As luck would have it, there's still time tonight.
May Day.
The Matillija poppies have risen their full 8 foot height and are just beginning to open in their "dancer's pose", as Wendy likes to call it, or "fried egg" pose, as I do. Love-in-a-Mist, a flower from the time when they named them beautifully (think Love-Lies-Bleeding or Fireman's Britches) cluster around what is left of an ancient cactus garden I have yet to rip out. That area, so hot, hot in the summer time you couldn't walk across it, was home to so many borage plants, it's hard to believe I only have one left.
Just thinking about them reminds me how charmed I was when we moved into this house. By the late-20's era, by my new love, by this massive garden that had gone to seed after one of the men withered and passed away from AIDS. I remember sun, heat, and opportunity. At that time I was still hoping to write for television or movies and did not have children.
It's easier to look back, right? To see everything was much easier then? We forget so much. I was in emotional pain then and had trouble with direction in my life.
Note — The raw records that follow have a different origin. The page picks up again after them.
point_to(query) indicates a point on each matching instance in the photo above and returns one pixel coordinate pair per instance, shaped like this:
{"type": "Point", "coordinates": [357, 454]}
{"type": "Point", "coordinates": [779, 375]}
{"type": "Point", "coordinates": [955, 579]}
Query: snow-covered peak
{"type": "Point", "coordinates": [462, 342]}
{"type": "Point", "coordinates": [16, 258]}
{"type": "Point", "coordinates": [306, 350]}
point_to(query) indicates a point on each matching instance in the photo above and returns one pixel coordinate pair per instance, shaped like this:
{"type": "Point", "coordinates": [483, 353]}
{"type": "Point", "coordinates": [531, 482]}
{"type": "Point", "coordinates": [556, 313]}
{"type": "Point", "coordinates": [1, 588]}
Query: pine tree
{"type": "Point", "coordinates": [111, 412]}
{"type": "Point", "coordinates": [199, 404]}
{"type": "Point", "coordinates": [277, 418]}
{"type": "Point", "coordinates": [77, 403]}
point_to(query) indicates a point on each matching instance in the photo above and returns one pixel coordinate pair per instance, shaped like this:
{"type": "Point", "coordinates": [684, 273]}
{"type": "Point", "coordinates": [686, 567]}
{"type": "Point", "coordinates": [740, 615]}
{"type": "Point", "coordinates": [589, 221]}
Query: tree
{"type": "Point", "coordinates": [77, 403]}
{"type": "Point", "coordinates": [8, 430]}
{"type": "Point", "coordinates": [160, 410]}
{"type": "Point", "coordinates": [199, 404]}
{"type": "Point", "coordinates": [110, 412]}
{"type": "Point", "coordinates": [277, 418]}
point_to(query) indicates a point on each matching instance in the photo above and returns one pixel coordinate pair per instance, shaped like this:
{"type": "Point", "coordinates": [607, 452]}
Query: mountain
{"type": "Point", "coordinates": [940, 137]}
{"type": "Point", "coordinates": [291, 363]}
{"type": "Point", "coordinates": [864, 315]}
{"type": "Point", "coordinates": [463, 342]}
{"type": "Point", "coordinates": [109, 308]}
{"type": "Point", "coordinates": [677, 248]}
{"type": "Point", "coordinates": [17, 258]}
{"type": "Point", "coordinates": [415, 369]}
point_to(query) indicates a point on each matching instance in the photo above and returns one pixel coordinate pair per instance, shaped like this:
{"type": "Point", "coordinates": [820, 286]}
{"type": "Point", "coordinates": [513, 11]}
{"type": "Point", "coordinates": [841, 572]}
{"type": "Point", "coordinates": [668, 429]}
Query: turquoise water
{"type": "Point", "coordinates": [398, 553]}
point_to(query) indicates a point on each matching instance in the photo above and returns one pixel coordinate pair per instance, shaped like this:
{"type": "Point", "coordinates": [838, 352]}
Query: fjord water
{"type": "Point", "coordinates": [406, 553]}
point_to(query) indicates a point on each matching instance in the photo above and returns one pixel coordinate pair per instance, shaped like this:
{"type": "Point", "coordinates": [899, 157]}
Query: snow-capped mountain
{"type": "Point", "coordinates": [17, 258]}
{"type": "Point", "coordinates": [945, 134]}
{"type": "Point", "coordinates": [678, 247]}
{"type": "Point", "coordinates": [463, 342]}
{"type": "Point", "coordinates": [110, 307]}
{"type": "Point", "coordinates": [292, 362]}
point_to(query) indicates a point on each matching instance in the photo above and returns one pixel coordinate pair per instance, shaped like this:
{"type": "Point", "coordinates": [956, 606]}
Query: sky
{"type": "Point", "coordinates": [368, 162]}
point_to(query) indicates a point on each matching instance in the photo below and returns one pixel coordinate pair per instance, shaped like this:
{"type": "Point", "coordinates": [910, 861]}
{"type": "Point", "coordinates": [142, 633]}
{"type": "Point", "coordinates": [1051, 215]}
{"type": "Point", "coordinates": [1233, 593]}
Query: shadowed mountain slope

More trouble than now, if you can believe it.
This house has so much history, built by a surgeon, lived in by a landscape architect. We're only the third owners in all those years. With all the terrible things that have gone on around here (and I believe I've only heard more since joining the Neighborhood Watch Program), I still feel so rooted historically to this house.
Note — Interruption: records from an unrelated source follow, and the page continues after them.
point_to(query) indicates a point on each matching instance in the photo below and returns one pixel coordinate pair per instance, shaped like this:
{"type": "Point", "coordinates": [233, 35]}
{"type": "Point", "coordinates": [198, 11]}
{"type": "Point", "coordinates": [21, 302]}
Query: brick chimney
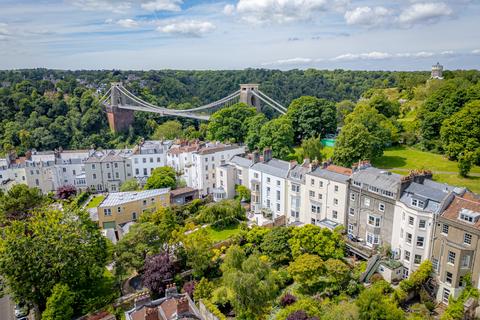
{"type": "Point", "coordinates": [255, 156]}
{"type": "Point", "coordinates": [142, 300]}
{"type": "Point", "coordinates": [171, 290]}
{"type": "Point", "coordinates": [182, 306]}
{"type": "Point", "coordinates": [151, 313]}
{"type": "Point", "coordinates": [267, 154]}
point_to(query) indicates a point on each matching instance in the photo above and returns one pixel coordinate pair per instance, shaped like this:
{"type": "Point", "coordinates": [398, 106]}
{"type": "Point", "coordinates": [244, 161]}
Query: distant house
{"type": "Point", "coordinates": [122, 207]}
{"type": "Point", "coordinates": [183, 195]}
{"type": "Point", "coordinates": [172, 306]}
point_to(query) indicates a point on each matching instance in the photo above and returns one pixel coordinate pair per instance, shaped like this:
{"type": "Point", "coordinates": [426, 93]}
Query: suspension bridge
{"type": "Point", "coordinates": [120, 105]}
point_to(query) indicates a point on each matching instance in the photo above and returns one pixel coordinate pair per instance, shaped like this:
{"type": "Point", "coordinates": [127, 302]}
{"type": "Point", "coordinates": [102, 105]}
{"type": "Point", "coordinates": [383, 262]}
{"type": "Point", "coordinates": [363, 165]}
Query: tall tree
{"type": "Point", "coordinates": [49, 248]}
{"type": "Point", "coordinates": [312, 117]}
{"type": "Point", "coordinates": [356, 143]}
{"type": "Point", "coordinates": [252, 282]}
{"type": "Point", "coordinates": [312, 148]}
{"type": "Point", "coordinates": [171, 129]}
{"type": "Point", "coordinates": [254, 125]}
{"type": "Point", "coordinates": [231, 123]}
{"type": "Point", "coordinates": [18, 202]}
{"type": "Point", "coordinates": [198, 248]}
{"type": "Point", "coordinates": [162, 177]}
{"type": "Point", "coordinates": [157, 272]}
{"type": "Point", "coordinates": [277, 134]}
{"type": "Point", "coordinates": [460, 133]}
{"type": "Point", "coordinates": [59, 304]}
{"type": "Point", "coordinates": [315, 240]}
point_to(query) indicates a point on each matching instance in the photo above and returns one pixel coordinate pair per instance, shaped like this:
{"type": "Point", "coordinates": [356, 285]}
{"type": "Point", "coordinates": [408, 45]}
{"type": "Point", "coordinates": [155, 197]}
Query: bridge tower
{"type": "Point", "coordinates": [246, 95]}
{"type": "Point", "coordinates": [118, 119]}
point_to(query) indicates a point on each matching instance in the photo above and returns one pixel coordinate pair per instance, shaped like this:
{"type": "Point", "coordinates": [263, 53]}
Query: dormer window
{"type": "Point", "coordinates": [418, 203]}
{"type": "Point", "coordinates": [468, 216]}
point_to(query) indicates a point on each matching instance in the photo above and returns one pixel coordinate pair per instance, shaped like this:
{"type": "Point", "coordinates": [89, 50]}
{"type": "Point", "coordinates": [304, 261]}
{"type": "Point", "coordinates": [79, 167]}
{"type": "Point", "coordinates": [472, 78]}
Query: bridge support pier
{"type": "Point", "coordinates": [246, 95]}
{"type": "Point", "coordinates": [119, 119]}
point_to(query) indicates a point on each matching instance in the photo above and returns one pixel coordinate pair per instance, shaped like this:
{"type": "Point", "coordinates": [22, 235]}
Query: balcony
{"type": "Point", "coordinates": [359, 247]}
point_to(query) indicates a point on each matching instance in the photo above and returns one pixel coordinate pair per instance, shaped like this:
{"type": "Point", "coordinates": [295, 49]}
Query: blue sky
{"type": "Point", "coordinates": [237, 34]}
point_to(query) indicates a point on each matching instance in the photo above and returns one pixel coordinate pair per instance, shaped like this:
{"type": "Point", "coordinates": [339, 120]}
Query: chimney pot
{"type": "Point", "coordinates": [182, 306]}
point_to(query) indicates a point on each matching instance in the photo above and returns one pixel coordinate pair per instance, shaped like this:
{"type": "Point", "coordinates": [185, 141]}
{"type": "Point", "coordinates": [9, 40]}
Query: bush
{"type": "Point", "coordinates": [189, 288]}
{"type": "Point", "coordinates": [376, 277]}
{"type": "Point", "coordinates": [214, 310]}
{"type": "Point", "coordinates": [465, 163]}
{"type": "Point", "coordinates": [287, 300]}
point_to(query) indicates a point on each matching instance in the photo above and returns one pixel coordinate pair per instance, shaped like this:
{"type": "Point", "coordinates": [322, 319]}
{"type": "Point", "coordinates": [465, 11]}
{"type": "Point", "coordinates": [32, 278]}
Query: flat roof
{"type": "Point", "coordinates": [118, 198]}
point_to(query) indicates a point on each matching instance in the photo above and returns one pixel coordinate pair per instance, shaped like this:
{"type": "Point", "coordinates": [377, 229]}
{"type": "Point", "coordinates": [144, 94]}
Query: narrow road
{"type": "Point", "coordinates": [6, 309]}
{"type": "Point", "coordinates": [471, 174]}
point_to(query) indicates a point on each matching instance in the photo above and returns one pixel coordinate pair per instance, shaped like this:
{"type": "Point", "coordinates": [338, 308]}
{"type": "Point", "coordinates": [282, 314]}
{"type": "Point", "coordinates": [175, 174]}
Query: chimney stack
{"type": "Point", "coordinates": [151, 313]}
{"type": "Point", "coordinates": [142, 300]}
{"type": "Point", "coordinates": [171, 290]}
{"type": "Point", "coordinates": [267, 154]}
{"type": "Point", "coordinates": [256, 156]}
{"type": "Point", "coordinates": [182, 306]}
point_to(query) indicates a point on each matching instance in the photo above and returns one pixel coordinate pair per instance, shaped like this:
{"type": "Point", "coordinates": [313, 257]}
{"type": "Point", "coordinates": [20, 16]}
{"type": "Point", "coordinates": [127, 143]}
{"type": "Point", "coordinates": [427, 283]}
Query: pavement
{"type": "Point", "coordinates": [6, 309]}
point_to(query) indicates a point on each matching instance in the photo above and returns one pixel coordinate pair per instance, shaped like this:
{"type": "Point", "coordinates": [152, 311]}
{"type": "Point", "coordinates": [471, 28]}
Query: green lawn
{"type": "Point", "coordinates": [409, 158]}
{"type": "Point", "coordinates": [220, 235]}
{"type": "Point", "coordinates": [472, 183]}
{"type": "Point", "coordinates": [95, 202]}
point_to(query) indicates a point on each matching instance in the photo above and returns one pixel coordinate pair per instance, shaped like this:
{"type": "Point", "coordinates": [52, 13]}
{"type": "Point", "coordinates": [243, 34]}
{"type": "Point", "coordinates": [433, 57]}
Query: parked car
{"type": "Point", "coordinates": [21, 311]}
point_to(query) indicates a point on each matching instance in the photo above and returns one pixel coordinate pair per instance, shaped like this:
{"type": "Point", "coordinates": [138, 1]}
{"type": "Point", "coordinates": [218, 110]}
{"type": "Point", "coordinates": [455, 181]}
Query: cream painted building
{"type": "Point", "coordinates": [326, 196]}
{"type": "Point", "coordinates": [414, 221]}
{"type": "Point", "coordinates": [121, 207]}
I was going to write today about what is real and what is not, something that's been on my mind since I worked at Disney and was intrigued by the arguments against the Disneyfication of Fill-in-the-Blank (New York, LA, Paris, the world), but it doesn't feel like that kind of day.
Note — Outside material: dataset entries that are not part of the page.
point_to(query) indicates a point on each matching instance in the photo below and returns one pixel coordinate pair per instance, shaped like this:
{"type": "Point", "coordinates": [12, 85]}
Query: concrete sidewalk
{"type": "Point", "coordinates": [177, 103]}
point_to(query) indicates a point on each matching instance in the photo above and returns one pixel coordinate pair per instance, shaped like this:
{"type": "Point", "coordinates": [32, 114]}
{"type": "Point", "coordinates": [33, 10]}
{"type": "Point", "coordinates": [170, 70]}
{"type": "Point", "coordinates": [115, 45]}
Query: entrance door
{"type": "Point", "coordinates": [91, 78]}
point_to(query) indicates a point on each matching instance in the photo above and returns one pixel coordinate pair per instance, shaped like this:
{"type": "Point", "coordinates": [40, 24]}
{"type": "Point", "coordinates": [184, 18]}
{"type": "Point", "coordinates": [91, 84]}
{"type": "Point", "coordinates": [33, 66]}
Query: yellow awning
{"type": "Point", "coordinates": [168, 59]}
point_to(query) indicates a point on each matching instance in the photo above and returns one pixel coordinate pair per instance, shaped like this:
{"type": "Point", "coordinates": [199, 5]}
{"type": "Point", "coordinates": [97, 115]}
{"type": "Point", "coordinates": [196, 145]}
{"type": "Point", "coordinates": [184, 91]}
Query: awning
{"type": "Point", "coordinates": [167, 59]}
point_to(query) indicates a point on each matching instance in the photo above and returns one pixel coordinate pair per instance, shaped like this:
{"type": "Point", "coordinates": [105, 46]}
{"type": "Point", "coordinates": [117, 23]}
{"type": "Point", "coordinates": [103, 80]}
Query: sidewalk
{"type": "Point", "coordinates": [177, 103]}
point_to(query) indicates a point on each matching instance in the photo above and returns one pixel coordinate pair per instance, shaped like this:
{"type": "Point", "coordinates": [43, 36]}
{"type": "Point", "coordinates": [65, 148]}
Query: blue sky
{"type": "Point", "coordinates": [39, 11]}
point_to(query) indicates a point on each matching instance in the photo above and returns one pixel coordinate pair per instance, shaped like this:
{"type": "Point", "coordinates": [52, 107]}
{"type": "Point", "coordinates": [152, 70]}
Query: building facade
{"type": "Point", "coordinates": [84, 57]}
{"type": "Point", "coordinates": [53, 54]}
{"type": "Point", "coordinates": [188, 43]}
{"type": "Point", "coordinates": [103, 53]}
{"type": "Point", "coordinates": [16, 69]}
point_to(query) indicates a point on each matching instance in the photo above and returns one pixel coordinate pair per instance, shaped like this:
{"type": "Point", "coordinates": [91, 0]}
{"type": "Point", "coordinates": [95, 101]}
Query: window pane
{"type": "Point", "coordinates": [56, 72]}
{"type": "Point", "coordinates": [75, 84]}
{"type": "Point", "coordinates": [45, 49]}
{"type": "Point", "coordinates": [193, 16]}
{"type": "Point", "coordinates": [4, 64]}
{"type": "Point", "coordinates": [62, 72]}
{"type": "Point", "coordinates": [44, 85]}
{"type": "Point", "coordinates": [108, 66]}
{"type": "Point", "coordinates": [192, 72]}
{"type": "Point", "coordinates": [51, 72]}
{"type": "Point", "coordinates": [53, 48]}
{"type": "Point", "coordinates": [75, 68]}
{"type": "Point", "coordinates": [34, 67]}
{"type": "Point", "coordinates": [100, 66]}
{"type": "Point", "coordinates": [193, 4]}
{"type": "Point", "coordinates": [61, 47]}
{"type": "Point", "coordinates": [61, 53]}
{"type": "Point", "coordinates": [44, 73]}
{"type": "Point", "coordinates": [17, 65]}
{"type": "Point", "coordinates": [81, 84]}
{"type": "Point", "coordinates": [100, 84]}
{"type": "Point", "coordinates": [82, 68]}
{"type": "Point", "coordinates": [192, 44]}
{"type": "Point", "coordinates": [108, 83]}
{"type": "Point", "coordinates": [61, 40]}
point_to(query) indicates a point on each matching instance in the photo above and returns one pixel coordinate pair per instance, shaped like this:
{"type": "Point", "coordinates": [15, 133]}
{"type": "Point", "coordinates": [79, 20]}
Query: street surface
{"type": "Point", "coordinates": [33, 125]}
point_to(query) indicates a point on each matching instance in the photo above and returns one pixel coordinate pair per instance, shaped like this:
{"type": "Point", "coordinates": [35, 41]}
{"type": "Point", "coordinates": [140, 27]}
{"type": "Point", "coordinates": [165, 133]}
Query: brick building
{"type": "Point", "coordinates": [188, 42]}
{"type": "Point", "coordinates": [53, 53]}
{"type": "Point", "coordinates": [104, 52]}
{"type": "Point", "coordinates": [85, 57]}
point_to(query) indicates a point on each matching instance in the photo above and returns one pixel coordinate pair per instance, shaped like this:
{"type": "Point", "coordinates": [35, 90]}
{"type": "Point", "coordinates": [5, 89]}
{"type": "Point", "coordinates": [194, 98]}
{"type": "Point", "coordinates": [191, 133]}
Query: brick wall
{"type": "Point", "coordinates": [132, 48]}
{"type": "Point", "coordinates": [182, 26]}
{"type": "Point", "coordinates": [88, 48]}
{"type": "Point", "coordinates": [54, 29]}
Yesterday was tiring and uplifting in the garden. The lawn hadn't been mowed in two weeks and Mark, my neighbor, just got his new lawn in. And is one of those people who picks up every leaf that falls. Sharp contrast to the people who used to rent the place. I hate to take part in competition, but there's nothing that quickens your game as much as someone who is excellent at what they do.
I finally ripped out two large lavender bushes and an enormous fortnight lilly that had taken over part of my front walk. I'd spend the last four years fighting them, continually cutting them back, only to have them return with a vengeance. Maybe taking over my own garden instead of having someone else do it for me has someone empowered me, because I ripped both out without much pity, then stood back and saw how good it looked. I stopped and tried to think why I was so concerned about ripping them out before. There is a great possibility they were part of my "If it's green, it stays" policy. We'd lost so many plants over the years, I was hesitant to clear something out that was actually doing well. No one likes a hole in a garden and what are the chances whatever you put there will do well? (The answer to that is 60/40.)
I did, however, take the time to divide the fortnight lilly into 10 smaller plants and put them out back, which is something that still amazes me to no end.
The thing that always surprises me in regards to yard work, is where my interests lie. There is nothing so enjoyable as sitting down with a catalog and picking out new plants and nothing so disheartening as seeing those plants or seeds fail to grow, get eaten, or downright perish.
But with all the big work putting in walkways, clearing out brush, dividing perennials, nothing comes close to the act of solitude known as weeding. You can be amazed through all your other big actions in the garden, but I feel you can only enjoy God's presence or "the big picture" in the small act of getting your face ten inches from the soil and picking out a weed.
And yes, I don't think I did enough weeding yesterday.
As luck would have it, there's still time tonight.